I have a script that starts 5 services on 4000-4004 ports. I want that script to be blocked till all of them are up. Following works for me.

while ! nc -vz localhost 4000; do sleep 1; done
while ! nc -vz localhost 4001; do sleep 1; done
while ! nc -vz localhost 4002; do sleep 1; done
while ! nc -vz localhost 4003; do sleep 1; done
while ! nc -vz localhost 4004; do sleep 1; done

The only problem with above is if say 4002 is still not up, it will keep on waiting for it while I have no information about 4003 & 4004.

What I would like to do is that run all of these in parallel somehow and print out status of each port. And only when all of them are up, it continues after that block else it blocks and prints out what ports are up and down.
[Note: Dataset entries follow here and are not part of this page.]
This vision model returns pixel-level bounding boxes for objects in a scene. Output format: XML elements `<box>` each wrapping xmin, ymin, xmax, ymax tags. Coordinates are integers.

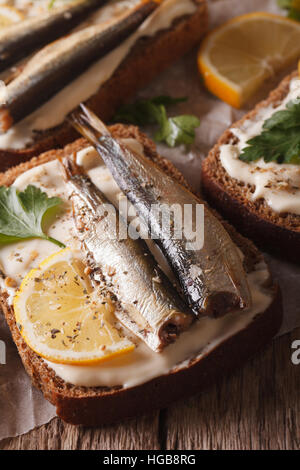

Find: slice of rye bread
<box><xmin>0</xmin><ymin>0</ymin><xmax>208</xmax><ymax>170</ymax></box>
<box><xmin>202</xmin><ymin>72</ymin><xmax>300</xmax><ymax>263</ymax></box>
<box><xmin>0</xmin><ymin>124</ymin><xmax>282</xmax><ymax>426</ymax></box>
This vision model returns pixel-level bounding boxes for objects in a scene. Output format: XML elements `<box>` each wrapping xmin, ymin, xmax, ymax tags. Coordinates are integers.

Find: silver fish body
<box><xmin>63</xmin><ymin>160</ymin><xmax>194</xmax><ymax>351</ymax></box>
<box><xmin>72</xmin><ymin>107</ymin><xmax>251</xmax><ymax>317</ymax></box>
<box><xmin>0</xmin><ymin>0</ymin><xmax>158</xmax><ymax>133</ymax></box>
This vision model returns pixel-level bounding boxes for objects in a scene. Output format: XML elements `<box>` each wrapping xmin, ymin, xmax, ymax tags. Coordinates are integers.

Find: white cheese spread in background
<box><xmin>220</xmin><ymin>79</ymin><xmax>300</xmax><ymax>215</ymax></box>
<box><xmin>0</xmin><ymin>0</ymin><xmax>197</xmax><ymax>149</ymax></box>
<box><xmin>0</xmin><ymin>145</ymin><xmax>271</xmax><ymax>388</ymax></box>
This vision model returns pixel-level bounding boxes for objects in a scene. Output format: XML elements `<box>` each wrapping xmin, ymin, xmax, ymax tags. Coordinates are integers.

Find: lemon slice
<box><xmin>198</xmin><ymin>12</ymin><xmax>300</xmax><ymax>108</ymax></box>
<box><xmin>0</xmin><ymin>5</ymin><xmax>24</xmax><ymax>29</ymax></box>
<box><xmin>14</xmin><ymin>248</ymin><xmax>134</xmax><ymax>365</ymax></box>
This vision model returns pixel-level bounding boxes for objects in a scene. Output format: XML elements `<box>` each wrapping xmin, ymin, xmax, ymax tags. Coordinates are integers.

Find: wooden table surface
<box><xmin>0</xmin><ymin>328</ymin><xmax>300</xmax><ymax>450</ymax></box>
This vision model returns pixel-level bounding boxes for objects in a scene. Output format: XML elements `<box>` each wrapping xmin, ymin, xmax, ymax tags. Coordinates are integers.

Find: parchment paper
<box><xmin>0</xmin><ymin>0</ymin><xmax>300</xmax><ymax>440</ymax></box>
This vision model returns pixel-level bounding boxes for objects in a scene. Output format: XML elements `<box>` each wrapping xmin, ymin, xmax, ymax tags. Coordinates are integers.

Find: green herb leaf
<box><xmin>239</xmin><ymin>98</ymin><xmax>300</xmax><ymax>165</ymax></box>
<box><xmin>113</xmin><ymin>95</ymin><xmax>200</xmax><ymax>147</ymax></box>
<box><xmin>263</xmin><ymin>98</ymin><xmax>300</xmax><ymax>130</ymax></box>
<box><xmin>113</xmin><ymin>95</ymin><xmax>186</xmax><ymax>126</ymax></box>
<box><xmin>0</xmin><ymin>185</ymin><xmax>65</xmax><ymax>248</ymax></box>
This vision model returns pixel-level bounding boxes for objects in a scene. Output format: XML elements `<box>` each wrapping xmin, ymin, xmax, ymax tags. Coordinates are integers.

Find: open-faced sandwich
<box><xmin>0</xmin><ymin>0</ymin><xmax>208</xmax><ymax>168</ymax></box>
<box><xmin>0</xmin><ymin>108</ymin><xmax>282</xmax><ymax>425</ymax></box>
<box><xmin>202</xmin><ymin>72</ymin><xmax>300</xmax><ymax>263</ymax></box>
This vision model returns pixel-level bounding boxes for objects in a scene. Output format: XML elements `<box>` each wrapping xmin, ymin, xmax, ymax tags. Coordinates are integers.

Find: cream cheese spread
<box><xmin>0</xmin><ymin>143</ymin><xmax>271</xmax><ymax>388</ymax></box>
<box><xmin>0</xmin><ymin>0</ymin><xmax>197</xmax><ymax>149</ymax></box>
<box><xmin>220</xmin><ymin>79</ymin><xmax>300</xmax><ymax>215</ymax></box>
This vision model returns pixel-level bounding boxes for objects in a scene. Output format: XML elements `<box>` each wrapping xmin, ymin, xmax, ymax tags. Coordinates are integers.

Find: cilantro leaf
<box><xmin>113</xmin><ymin>95</ymin><xmax>186</xmax><ymax>126</ymax></box>
<box><xmin>239</xmin><ymin>98</ymin><xmax>300</xmax><ymax>165</ymax></box>
<box><xmin>263</xmin><ymin>98</ymin><xmax>300</xmax><ymax>130</ymax></box>
<box><xmin>240</xmin><ymin>128</ymin><xmax>300</xmax><ymax>165</ymax></box>
<box><xmin>277</xmin><ymin>0</ymin><xmax>300</xmax><ymax>21</ymax></box>
<box><xmin>113</xmin><ymin>95</ymin><xmax>200</xmax><ymax>147</ymax></box>
<box><xmin>0</xmin><ymin>185</ymin><xmax>65</xmax><ymax>248</ymax></box>
<box><xmin>154</xmin><ymin>107</ymin><xmax>200</xmax><ymax>147</ymax></box>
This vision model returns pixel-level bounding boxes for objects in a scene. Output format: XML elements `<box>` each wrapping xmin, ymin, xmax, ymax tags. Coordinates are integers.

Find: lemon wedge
<box><xmin>0</xmin><ymin>5</ymin><xmax>24</xmax><ymax>29</ymax></box>
<box><xmin>198</xmin><ymin>12</ymin><xmax>300</xmax><ymax>108</ymax></box>
<box><xmin>14</xmin><ymin>248</ymin><xmax>134</xmax><ymax>365</ymax></box>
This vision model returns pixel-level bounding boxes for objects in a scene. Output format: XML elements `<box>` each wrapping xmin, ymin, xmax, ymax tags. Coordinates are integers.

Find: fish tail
<box><xmin>68</xmin><ymin>104</ymin><xmax>111</xmax><ymax>145</ymax></box>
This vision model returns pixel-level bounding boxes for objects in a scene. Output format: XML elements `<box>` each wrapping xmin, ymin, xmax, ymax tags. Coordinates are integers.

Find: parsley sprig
<box><xmin>113</xmin><ymin>96</ymin><xmax>200</xmax><ymax>147</ymax></box>
<box><xmin>239</xmin><ymin>98</ymin><xmax>300</xmax><ymax>165</ymax></box>
<box><xmin>277</xmin><ymin>0</ymin><xmax>300</xmax><ymax>21</ymax></box>
<box><xmin>0</xmin><ymin>185</ymin><xmax>65</xmax><ymax>248</ymax></box>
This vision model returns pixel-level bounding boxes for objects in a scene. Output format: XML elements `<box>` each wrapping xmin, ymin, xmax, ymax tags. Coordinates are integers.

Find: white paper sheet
<box><xmin>0</xmin><ymin>0</ymin><xmax>300</xmax><ymax>440</ymax></box>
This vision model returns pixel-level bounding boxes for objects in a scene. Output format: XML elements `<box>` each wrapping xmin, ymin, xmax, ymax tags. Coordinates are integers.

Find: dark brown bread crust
<box><xmin>0</xmin><ymin>125</ymin><xmax>282</xmax><ymax>426</ymax></box>
<box><xmin>0</xmin><ymin>0</ymin><xmax>208</xmax><ymax>171</ymax></box>
<box><xmin>202</xmin><ymin>72</ymin><xmax>300</xmax><ymax>263</ymax></box>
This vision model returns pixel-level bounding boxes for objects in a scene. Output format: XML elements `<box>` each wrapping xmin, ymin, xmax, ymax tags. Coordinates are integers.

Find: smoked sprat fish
<box><xmin>0</xmin><ymin>0</ymin><xmax>159</xmax><ymax>132</ymax></box>
<box><xmin>0</xmin><ymin>0</ymin><xmax>108</xmax><ymax>72</ymax></box>
<box><xmin>61</xmin><ymin>159</ymin><xmax>194</xmax><ymax>351</ymax></box>
<box><xmin>70</xmin><ymin>105</ymin><xmax>251</xmax><ymax>316</ymax></box>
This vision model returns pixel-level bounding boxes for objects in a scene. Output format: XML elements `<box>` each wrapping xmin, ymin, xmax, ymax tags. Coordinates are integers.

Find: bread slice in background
<box><xmin>0</xmin><ymin>125</ymin><xmax>282</xmax><ymax>426</ymax></box>
<box><xmin>0</xmin><ymin>0</ymin><xmax>208</xmax><ymax>171</ymax></box>
<box><xmin>202</xmin><ymin>72</ymin><xmax>300</xmax><ymax>263</ymax></box>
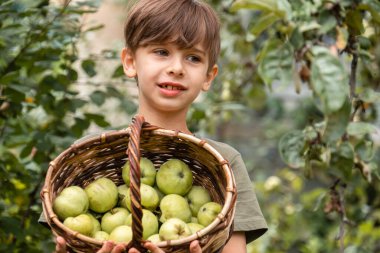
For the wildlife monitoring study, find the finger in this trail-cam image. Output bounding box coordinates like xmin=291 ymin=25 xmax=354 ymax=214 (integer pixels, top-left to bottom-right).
xmin=128 ymin=248 xmax=140 ymax=253
xmin=190 ymin=240 xmax=202 ymax=253
xmin=55 ymin=236 xmax=67 ymax=253
xmin=97 ymin=241 xmax=115 ymax=253
xmin=144 ymin=242 xmax=165 ymax=253
xmin=111 ymin=244 xmax=126 ymax=253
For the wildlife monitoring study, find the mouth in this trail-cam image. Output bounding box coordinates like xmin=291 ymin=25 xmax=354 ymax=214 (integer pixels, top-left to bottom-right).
xmin=158 ymin=82 xmax=186 ymax=90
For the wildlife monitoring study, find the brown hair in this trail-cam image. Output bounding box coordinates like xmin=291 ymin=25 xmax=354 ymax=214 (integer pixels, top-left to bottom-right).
xmin=124 ymin=0 xmax=220 ymax=69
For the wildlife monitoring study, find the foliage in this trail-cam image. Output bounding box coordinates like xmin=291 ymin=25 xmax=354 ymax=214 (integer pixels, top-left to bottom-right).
xmin=210 ymin=0 xmax=380 ymax=252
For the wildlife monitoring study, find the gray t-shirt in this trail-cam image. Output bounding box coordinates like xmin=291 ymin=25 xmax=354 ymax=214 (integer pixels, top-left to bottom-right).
xmin=38 ymin=132 xmax=268 ymax=243
xmin=206 ymin=139 xmax=268 ymax=243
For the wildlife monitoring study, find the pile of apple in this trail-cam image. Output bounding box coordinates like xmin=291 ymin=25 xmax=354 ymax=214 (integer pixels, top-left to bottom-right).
xmin=53 ymin=157 xmax=222 ymax=243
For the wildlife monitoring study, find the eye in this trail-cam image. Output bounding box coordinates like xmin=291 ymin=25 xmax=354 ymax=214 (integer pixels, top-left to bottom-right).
xmin=153 ymin=48 xmax=169 ymax=56
xmin=187 ymin=55 xmax=202 ymax=63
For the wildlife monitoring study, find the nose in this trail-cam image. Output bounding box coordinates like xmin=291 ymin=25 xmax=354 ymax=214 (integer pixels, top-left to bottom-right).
xmin=167 ymin=57 xmax=184 ymax=76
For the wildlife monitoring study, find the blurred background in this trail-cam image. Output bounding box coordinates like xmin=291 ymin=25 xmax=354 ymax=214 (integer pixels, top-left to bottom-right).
xmin=0 ymin=0 xmax=380 ymax=253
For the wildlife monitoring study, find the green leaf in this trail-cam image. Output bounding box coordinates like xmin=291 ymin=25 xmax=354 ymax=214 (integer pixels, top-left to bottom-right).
xmin=81 ymin=59 xmax=96 ymax=77
xmin=85 ymin=113 xmax=110 ymax=127
xmin=311 ymin=47 xmax=348 ymax=114
xmin=345 ymin=9 xmax=364 ymax=35
xmin=230 ymin=0 xmax=292 ymax=20
xmin=347 ymin=122 xmax=378 ymax=137
xmin=323 ymin=98 xmax=351 ymax=143
xmin=258 ymin=40 xmax=294 ymax=86
xmin=357 ymin=0 xmax=380 ymax=24
xmin=279 ymin=130 xmax=305 ymax=168
xmin=90 ymin=90 xmax=106 ymax=106
xmin=112 ymin=64 xmax=124 ymax=78
xmin=355 ymin=140 xmax=376 ymax=162
xmin=250 ymin=13 xmax=279 ymax=36
xmin=230 ymin=0 xmax=277 ymax=12
xmin=359 ymin=89 xmax=380 ymax=103
xmin=330 ymin=142 xmax=355 ymax=181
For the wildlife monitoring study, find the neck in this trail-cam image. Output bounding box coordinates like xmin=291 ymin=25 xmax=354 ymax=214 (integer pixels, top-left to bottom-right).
xmin=138 ymin=108 xmax=191 ymax=134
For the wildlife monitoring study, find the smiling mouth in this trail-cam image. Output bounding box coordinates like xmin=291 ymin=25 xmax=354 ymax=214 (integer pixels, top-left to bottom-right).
xmin=158 ymin=83 xmax=185 ymax=90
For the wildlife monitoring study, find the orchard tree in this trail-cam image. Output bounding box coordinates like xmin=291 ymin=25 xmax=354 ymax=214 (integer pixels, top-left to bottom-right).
xmin=205 ymin=0 xmax=380 ymax=252
xmin=0 ymin=0 xmax=135 ymax=252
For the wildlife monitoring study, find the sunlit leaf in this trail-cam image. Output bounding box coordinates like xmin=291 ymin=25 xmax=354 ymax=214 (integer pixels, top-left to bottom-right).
xmin=258 ymin=40 xmax=294 ymax=86
xmin=250 ymin=13 xmax=279 ymax=36
xmin=330 ymin=142 xmax=355 ymax=180
xmin=311 ymin=47 xmax=348 ymax=114
xmin=347 ymin=122 xmax=379 ymax=136
xmin=323 ymin=98 xmax=351 ymax=143
xmin=230 ymin=0 xmax=292 ymax=20
xmin=278 ymin=130 xmax=305 ymax=168
xmin=82 ymin=59 xmax=96 ymax=77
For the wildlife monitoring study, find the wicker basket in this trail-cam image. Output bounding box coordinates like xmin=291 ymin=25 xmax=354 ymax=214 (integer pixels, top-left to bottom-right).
xmin=41 ymin=115 xmax=236 ymax=252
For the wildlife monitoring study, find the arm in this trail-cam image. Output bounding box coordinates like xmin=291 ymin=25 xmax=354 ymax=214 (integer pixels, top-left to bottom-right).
xmin=222 ymin=232 xmax=247 ymax=253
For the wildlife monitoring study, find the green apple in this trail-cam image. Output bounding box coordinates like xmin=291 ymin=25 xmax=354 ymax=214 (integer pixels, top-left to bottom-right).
xmin=53 ymin=186 xmax=89 ymax=221
xmin=186 ymin=185 xmax=211 ymax=216
xmin=146 ymin=233 xmax=161 ymax=243
xmin=121 ymin=157 xmax=157 ymax=186
xmin=63 ymin=213 xmax=94 ymax=236
xmin=120 ymin=184 xmax=160 ymax=211
xmin=159 ymin=218 xmax=191 ymax=241
xmin=92 ymin=230 xmax=110 ymax=241
xmin=100 ymin=207 xmax=129 ymax=233
xmin=160 ymin=194 xmax=191 ymax=223
xmin=156 ymin=159 xmax=193 ymax=196
xmin=125 ymin=209 xmax=158 ymax=239
xmin=187 ymin=222 xmax=204 ymax=234
xmin=108 ymin=225 xmax=133 ymax=243
xmin=197 ymin=202 xmax=222 ymax=227
xmin=117 ymin=184 xmax=129 ymax=208
xmin=153 ymin=185 xmax=165 ymax=201
xmin=190 ymin=216 xmax=198 ymax=223
xmin=87 ymin=213 xmax=101 ymax=236
xmin=84 ymin=177 xmax=119 ymax=213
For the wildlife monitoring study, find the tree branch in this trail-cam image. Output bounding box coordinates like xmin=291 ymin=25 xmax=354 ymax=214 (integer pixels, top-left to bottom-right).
xmin=347 ymin=35 xmax=359 ymax=100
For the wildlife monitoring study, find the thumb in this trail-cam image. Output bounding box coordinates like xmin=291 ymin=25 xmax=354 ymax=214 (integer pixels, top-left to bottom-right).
xmin=190 ymin=240 xmax=202 ymax=253
xmin=55 ymin=236 xmax=67 ymax=253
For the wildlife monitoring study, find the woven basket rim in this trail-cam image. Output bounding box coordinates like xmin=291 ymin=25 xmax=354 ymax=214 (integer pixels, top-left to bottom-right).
xmin=41 ymin=124 xmax=236 ymax=248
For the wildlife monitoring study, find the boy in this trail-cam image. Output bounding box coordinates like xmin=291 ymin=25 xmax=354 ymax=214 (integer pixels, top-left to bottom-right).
xmin=53 ymin=0 xmax=267 ymax=253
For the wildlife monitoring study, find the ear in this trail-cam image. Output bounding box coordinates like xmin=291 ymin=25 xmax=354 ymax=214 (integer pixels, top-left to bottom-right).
xmin=121 ymin=47 xmax=137 ymax=78
xmin=202 ymin=64 xmax=218 ymax=91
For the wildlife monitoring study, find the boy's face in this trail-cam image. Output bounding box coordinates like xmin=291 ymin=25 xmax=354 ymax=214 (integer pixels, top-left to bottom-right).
xmin=122 ymin=43 xmax=218 ymax=112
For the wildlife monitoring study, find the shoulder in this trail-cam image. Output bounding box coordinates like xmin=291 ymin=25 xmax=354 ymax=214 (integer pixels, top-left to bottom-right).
xmin=204 ymin=138 xmax=240 ymax=161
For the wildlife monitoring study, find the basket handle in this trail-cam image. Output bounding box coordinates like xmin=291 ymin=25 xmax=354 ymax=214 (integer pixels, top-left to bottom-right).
xmin=127 ymin=115 xmax=147 ymax=252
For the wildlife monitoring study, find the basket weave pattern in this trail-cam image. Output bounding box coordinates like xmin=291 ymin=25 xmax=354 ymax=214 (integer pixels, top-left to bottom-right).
xmin=41 ymin=115 xmax=236 ymax=253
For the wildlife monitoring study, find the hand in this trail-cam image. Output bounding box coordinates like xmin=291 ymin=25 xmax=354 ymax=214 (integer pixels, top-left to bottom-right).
xmin=55 ymin=236 xmax=202 ymax=253
xmin=128 ymin=240 xmax=202 ymax=253
xmin=55 ymin=236 xmax=126 ymax=253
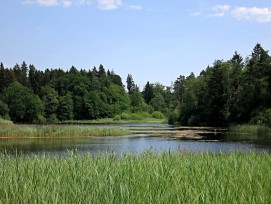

(Optionally I need to add some timeout as well, but that should be doable once I get how to do the above.)

Thanks a lot.

Edit:

Following worked great for me:

$ parallel --timeout 300 -j0 'while ! nc -vz localhost {}; do sleep 10; done; echo {} is open' ::: {4000..4004} 5001 || { echo "One or more serves failed to start. Exiting.."; exit 1; }

Note: Make sure you run the following after installation. ref-link

$ sudo rm /etc/parallel/config
Was it helpful?

Solution 2

With GNU Parallel you can do:

parallel --timeout 30 -j0 'while ! nc -vz localhost {}; do sleep 1; done; echo {} is open' ::: {4000..4004}

10 seconds installation:

wget -O - pi.dk/3 | sh

Watch the intro video for a quick introduction: https://www.youtube.com/playlist?list=PL284C9FF2488BC6D1

OTHER TIPS

Yep, commenter is right, do it in the background. But then you have to wait for the background stuff implicitly:

while ! nc -vz localhost 4000; do sleep 1; done & pid1=$!
while ! nc -vz localhost 4001; do sleep 1; done & pid2=$!
while ! nc -vz localhost 4002; do sleep 1; done & pid3=$!
while ! nc -vz localhost 4003; do sleep 1; done & pid4=$!
while ! nc -vz localhost 4004; do sleep 1; done & pid5=$!
wait $pid1
wait $pid2
wait $pid3
wait $pid4
wait $pid5

This way, all five processes are started in parallel in the background, then almost at once the first wait is started. This one waits until the first background process is finished, then the second wait is started; probably this won't have to wait for long because the second background process will probably finish around the same time as the first.

So, in theory, this will take about as long as the longest of the five processes.